Wat zijn vespers?
Zevenmaal daags heb ik
uw lof gezongen...
Al sinds de late Oudheid bestaat in de Christelijke traditie het psalmengebed. Monniken baden namelijk dagelijks door de honderdvijftig liederen te reciteren die voorkomen in het Oud-Testamentische Boek der Psalmen.
In de zesde eeuw schreef Sint Benedictus van Nursia de Regula Monachorum, zijn kloosterregel die de basis zou worden voor het leven in de kloosterorde die naar hem genoemd is: de Benedictijnen-monniken. In deze Regula werden alle aspecten van het leven in de abdijen vastgelegd en georganiseerd.
Basisprincipe is: ora et labora, ofte bid en werk. Monniken moeten een evenwicht vinden tussen het dagelijkse gebed enerzijds en de arbeid anderzijds.
Een belangrijk onderdeel van de Regula is dan ook een nauwkeurige beschrijving van de getijdengebeden. Zeven maal daags heb ik uw lof gezongen, zegt de profeet, en Midden in de nacht ben ik opgestaan om U te loven.
’s Nachts worden de Metten gehouden, en overdag zijn er achtereenvolgens de Lauden, de Priem, Terts, Sext en Noon, en tenslotte de Vespers en de Completen.
De Lauden vormen het ochtendgebed. Even later volgt de Priem. Terts, Sext en Noon zijn de zogenaamde ‘kleine getijden’, omdat het kortere gebedstijden zijn. De Vespers zijn het avondgebed, en de Completen sluiten de monastieke dag af.
Ruggengraat van al deze getijden zijn dezelfde 150 psalmen uit het Oude Testament. Ze worden aangevuld met strofische hymnen, lezingen en responsoria (antwoorden op deze lezingen), kantieken ofte Bijbelse liederen die niet uit het boek der Psalmen komen.
Brevieren
Sint Benedictus beschreef zorgvuldig hoe en wat zijn monniken dagelijks moesten bidden. De Benedictijnen-kloosters verspreidden zich zeer snel over Europa, later ook de ordes die uit de Benedictijnenorde voortkwamen: de Cisterciënsers en de Trappisten. Op die manier raakte ook een eenvormig getijdengebed wijd verspreid, want deze drie kloosterordes volgden overal dezelfde regel.
Het getijdengebed bleef echter niet beperkt tot de monnikenkloosters alleen.

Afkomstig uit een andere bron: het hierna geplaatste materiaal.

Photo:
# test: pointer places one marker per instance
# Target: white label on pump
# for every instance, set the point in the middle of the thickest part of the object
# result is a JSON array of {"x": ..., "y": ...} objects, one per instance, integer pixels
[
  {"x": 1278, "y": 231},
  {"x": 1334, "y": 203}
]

In belangrijke kerken waren er kanunniken die samen de getijdengebeden onderhielden, en voor priesters en geestelijken die niet in een klooster verblijven is er nog steeds het brevier. Dat is een gebedengeboek voor persoonlijk gebed, opgebouwd op dezelfde manier als de kloostergetijden.
We kunnen dus wel zeggen dat wat Sint Benedictus in zijn Regel voor Monniken voorschreef, geestelijk erfgoed is geworden voor de hele christelijke traditie. Van gregoriaans gezongen vespers, vandaag nog in sommige abdijen, over Anglikaanse Evensongs of het ononderbroken officie dat de monniken op de berg Athos in Griekenland nog steeds zingen, tot samen gereciteerde psalmen of persoonlijk gelezen brevieren.
Qui bene cantat, bis orat
Of die andere schrijver van een kloosterregel, de heilige Augustinus, het ooit inderdaad gezegd heeft laten we in het midden, maar alleszins zijn hem de woorden in de mond gelegd Qui bene cantat, bis orat ofte Wie goed zingt, bidt dubbel.

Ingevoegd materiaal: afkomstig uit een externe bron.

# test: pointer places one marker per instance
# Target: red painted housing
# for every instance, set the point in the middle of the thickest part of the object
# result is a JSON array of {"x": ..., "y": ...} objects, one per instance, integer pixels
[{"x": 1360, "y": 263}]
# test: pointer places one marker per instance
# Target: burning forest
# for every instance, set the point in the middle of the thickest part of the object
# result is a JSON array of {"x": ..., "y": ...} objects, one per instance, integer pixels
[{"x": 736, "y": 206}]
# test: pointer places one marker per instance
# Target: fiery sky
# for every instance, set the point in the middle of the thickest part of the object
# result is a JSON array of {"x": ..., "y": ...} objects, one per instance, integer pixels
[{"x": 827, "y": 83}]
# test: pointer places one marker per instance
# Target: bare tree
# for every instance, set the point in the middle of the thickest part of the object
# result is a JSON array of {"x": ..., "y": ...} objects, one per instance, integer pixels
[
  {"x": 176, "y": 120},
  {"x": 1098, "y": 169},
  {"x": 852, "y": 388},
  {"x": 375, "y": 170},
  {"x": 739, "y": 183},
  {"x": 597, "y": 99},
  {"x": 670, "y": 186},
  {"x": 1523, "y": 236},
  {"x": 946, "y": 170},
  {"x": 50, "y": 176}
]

Getijdengebeden kunnen gelezen worden, of ze kunnen gereciteerd worden. Maar het mooist is het wanneer ze door een groep of een gemeenschap gezongen worden. Dan krijg je het rustgevende effect van een gregoriaans gezongen vesperdienst, de betovering van een prachtige evensong, het meditatieve karakter van een in het Nederlands gezongen avondgebed. Of dat nu in de vertaling van Bronkhorst is, of in de meer dichterlijke versie van Gerhardt-Van der Zeyde.
In enkele Belgische abdijen zingt men tot vandaag gregoriaanse vespers, zoals in de Norbertijnenabdij van Averbode, en de Benedictijnenabdijen Keizersberg in Leuven en de St.Pieter en Paulus-abdij in Dendermonde.
Door de eeuwen heen zijn deze getijdengebeden vanzelfsprekend wel een aantal keren aangepast of heringedeeld. Een laatste grote wijziging is aangebracht bij het Tweede Vaticaans Concilie in de jaren zestig van de twintigste eeuw. Het heeft een tijdje geduurd, maar tijdens het eerste decennium van de eenentwintigste eeuw heeft de abdij van Solesmes de uitgaves bezorgd van het nieuwe gregoriaanse Antiphonale Monasticum, specifiek bedoeld voor abdijen, en het gregoriaanse Antiphonale Romanum, voor de hele katholieke kerk.